I did put a weight loss goal into my 19 for 2019 list, and I did think a bit about how to achieve this. Many start the new year with some kind of detox/reset diet, and I've seen lots doing the Whole 30. I looked into it briefly and considered it...for a few minutes. I also considered another low-carb month like I did a few years ago, or the keto diet that is working wonders for some friends, or "doing my macros" like my sister.
I know committing to a diet and sticking with it for a month or two would quickly get those pounds off and get me pretty close to the weight at which I feel most comfortable (my clothes fit well, I am less self-conscious in a swimsuit, I don't feel jiggly when I run). I mean, its worked for me before. But yet, here I am again.
Because none of that was sustainable for me, and I need something I can do FOREVER. I am DONE with losing and regaining and losing and rinse and repeat. I can't eat low-carb forever, I love pizza and French fries too much. Counting every calorie I put into my mouth made me crazy.
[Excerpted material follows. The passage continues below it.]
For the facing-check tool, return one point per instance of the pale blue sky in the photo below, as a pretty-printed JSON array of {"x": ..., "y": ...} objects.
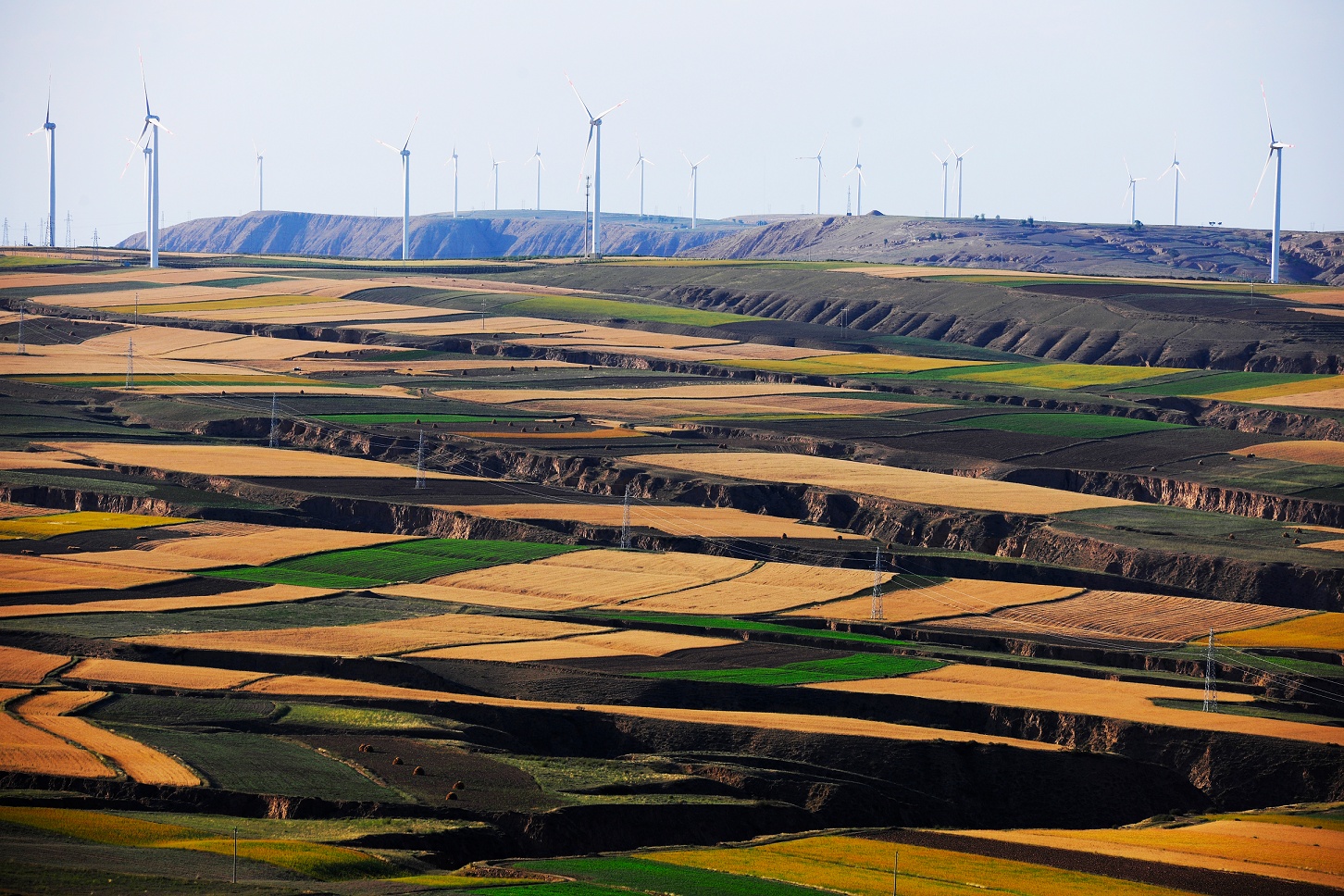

I'm not sure we understand the long term health effects of ketogenesis. My family is finally at a place where we can all eat mostly the same things together for dinner, and its nice to share that with them. Its hard enough meal planning for one dinner a day, I just can't take the mental load of planning something different for myself. I'm definitely a moderator, not an abstainer. I don't WANT to be "free of French fries" and the thought of never having them again makes me want to run to the nearest pub and order 3 servings.
So I am going with the slow and unsteady approach of just...eating less. I'm writing down what I eat each day, weighing myself most days (works better for me than weekly, I can see the ups and downs and overall trend and not get discouraged), and trying to stick to some general principles (don't eat after dinner, try to push lunch as late as I can, avoid snacking between meals). But sometimes I'm super hungry after dinner or in the afternoon, and...I have a snack. It balances out, since occasionally I'm NOT hungry and I just...don't eat.
I'm working on my mindset around food. I am getting over my fear of being hungry---I will survive! It comes and goes in waves! and my feelings of scarcity---I will eventually have the opportunity to eat this amazing food again, and even if not, over-stuffing myself does not enhance the experience. I'm learning to completely uncouple exercise and food in my head, so I don't feel entitled to overeat on my workout days. Exercise is to make me stronger & faster, keep my heart/muscles/lungs/brain/ bones healthy and for stress relief. But I rarely burn enough calories to merit additional snacks, and I've also noticed that the more I work out, the less I move overall afterwards (this is a known phenomenon that's been studied).
So how's it going? I've gone up and down and as of today have lost a net of zero pounds. But I have only eaten after dinner once this month, I've noted everything I ate in my planner most days, I turned down a 3rd slice of pizza last weekend, and when we last went out to dinner, I left half the French fries on my plate. I'm hoping that I'm changing habits. Its a work in progress. I'll keep you guys updated.